While we’ll be in the Book of Romans, we’ll start off with that picture of God’s holiness we receive in Isaiah 6.1-7. Read it, why don’t you? When you do you’ll realize what a special glimpse we’re given through the prophetic vision of Isaiah as he witnessed the presence of God, and became overwhelmed, even, by the angelic beings who spent their strength doing nothing but worshipping God.

We also get a picture from Isaiah’s vision of what happens when we encounter God in His holiness. There is dread … confession of sin … and God’s provision that allows Isaiah (and us) to go on living. Then, we come to the New Testament and consider verses like 1 Peter 1.13-16, especially verse 16: … “You shall be holy, for I am holy”. 

So, here’s the question for us: How is this going to work? How are we going to be changed to share God’s character, so that we are holy like God?!

Our holiness, we’ll learn, is the provision of God in which those who have trusted Christ have been changed (in the past), are being changed (in the present), and will be changed (in the future) to take on God’s character. Holiness past … holiness present … holiness yet to come. 

That brings us to Romans 6. In verses 1-4, I come to understand that I’ve been joined to Christ in His death and burial. To see where Paul is coming from in Romans 6 we have to catch his meaning in Romans 5, especially verse 19: For as by the one man’s disobedience the many were made sinners, so by the one man’s obedience the many will be made righteous. 

Romans 5 teaches us that just as Adam brought sin into the world, Jesus entered the world and obeyed God where Adam had failed. We are, then, declared righteous when we trust in Jesus by faith. In biblical language, we are “justified”. Justification changes our legal position  before God. Before we were guilty. Now, we are declared righteous based on Jesus’ active obedience, since He kept God’s law for us, and declared righteous on Jesus’ passive obedience, where He took the sins of lawbreakers on Himself, and died in our places.

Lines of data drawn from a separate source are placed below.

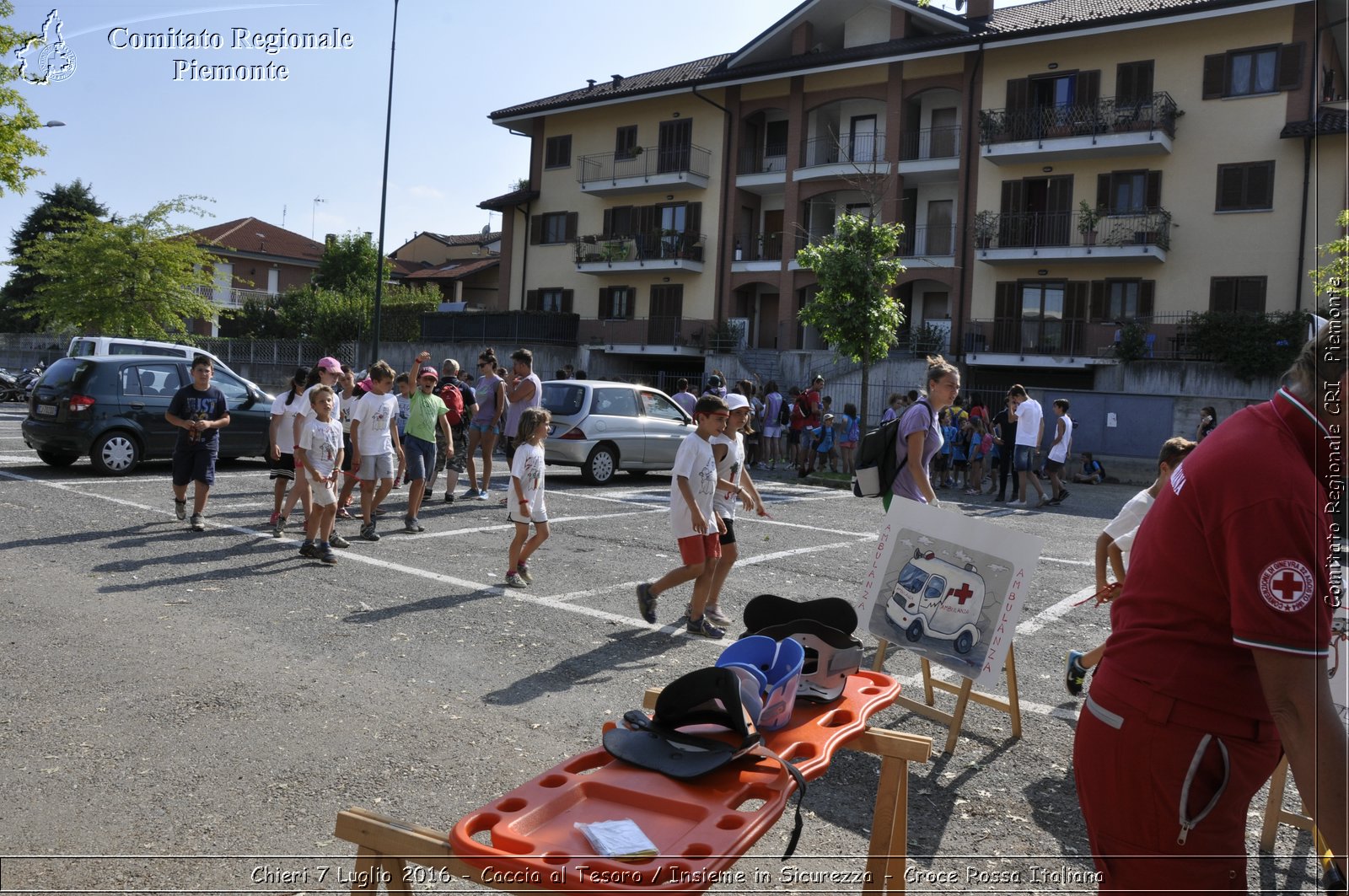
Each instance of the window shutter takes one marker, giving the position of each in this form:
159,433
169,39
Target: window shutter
1153,200
1147,289
1288,67
1214,76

But something else takes place in time at the moment we trust Jesus and are declared righteous in Christ: We are also changed in our moral condition. That is the business of sanctification (or holiness). Holiness, as we’ll see next week, is a more-or-less thing in our lives. We grow in it, so we become more holy than we were. But it begins with a positional, bottom-line act of God in which He changes our moral condition and frees us from the power of sin.

One Anglican preacher from the last century said it this way: I fear that is is sometimes forgotten that God has married together justification and sanctification. They are distinct and different things, beyond question, but one is never found without the other (J.C. Ryle, in Holiness).

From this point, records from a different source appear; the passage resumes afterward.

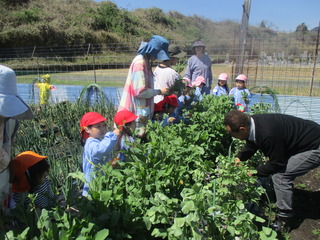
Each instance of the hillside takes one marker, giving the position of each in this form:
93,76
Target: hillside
76,22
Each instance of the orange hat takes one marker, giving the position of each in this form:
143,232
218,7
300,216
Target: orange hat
123,117
88,119
199,80
172,100
21,164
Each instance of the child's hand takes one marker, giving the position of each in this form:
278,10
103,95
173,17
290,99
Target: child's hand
165,91
143,120
116,130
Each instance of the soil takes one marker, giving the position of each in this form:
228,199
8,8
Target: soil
307,207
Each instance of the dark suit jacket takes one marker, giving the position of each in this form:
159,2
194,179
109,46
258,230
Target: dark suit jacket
279,137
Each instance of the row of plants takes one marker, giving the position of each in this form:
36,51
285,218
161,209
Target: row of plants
180,183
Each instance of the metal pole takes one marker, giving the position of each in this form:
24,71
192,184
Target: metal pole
94,69
243,36
315,61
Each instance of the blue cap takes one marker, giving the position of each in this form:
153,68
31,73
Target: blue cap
157,47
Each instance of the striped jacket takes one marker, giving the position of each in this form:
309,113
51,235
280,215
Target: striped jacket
138,93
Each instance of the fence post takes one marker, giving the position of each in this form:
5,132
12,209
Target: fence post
34,50
88,49
243,36
94,69
315,61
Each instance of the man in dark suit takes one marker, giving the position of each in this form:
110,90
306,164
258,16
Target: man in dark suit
292,145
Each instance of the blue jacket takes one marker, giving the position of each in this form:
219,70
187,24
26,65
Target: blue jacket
96,152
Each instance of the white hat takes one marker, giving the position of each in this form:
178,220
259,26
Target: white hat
11,104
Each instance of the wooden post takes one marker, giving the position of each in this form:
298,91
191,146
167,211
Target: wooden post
315,61
243,36
34,50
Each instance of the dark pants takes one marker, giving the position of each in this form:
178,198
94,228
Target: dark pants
298,165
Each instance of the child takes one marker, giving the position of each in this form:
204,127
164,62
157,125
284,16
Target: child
186,99
98,144
30,171
158,112
222,87
240,93
200,82
12,109
126,122
44,88
170,103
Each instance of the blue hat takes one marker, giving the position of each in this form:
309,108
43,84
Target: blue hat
157,47
11,104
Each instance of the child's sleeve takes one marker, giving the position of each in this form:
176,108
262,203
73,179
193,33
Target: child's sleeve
103,147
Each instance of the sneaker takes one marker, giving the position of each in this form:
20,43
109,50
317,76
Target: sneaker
282,224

Paul argues like a rabbi in these verses with questions: How should we respond to God’s judgment about us? … Will saved people continue to live the same way? … How can a dead person continue to live as he did? … Don’t you know that we joined Christ in His death? But, his basic meaning is that we’ve been joined to Christ in His death and burial experience, and because we’re in Christ WE ARE DEAD TO OUR FORMER SINS, AND WE ARE CHANGED!

A second reason we ought to regard ourselves as having been made holy is that I’ve been joined to Christ in His resurrection life (:5-10). Christ’s death led to His resurrection (:5). My death (in Christ) leads to my new condition in which I’m free with respect to sin (:6-7). My life in Christ will lead to my future resurrection (:8-10). The result of being joined to Christ’s resurrection with respect to my sins is that I now have freedom not to sin.

The high point of this critical passage about holiness comes in verse 11. Here I learn that I am alive to God in Christ! So  you also must consider yourselves dead to sin and alive to God in Christ Jesus. That’s our new reality. That’s where we need to live and the true place where we need to let our minds dwell.

I can say that I’ve been made holy because I’ve been joined to the death, burial and resurrection life of Jesus, so that (in Christ) I am alive to God. 

Take a few to consider holiness.

Are you, in fact, holy? Why would you say that you are? Or aren’t? 

If you don’t feel holy, why might that be?

What if you don’t experience regular victory over sin? Why might that be? 

As we’ll see next week, holiness is both a past provision for us (think Romans 6.1-11), but it’s a present, progressive and on-going process as well (Romans 6.12-14).

Why not cheat and look ahead at the rest of Romans 6 to learn how God is making His set-apart people more holy?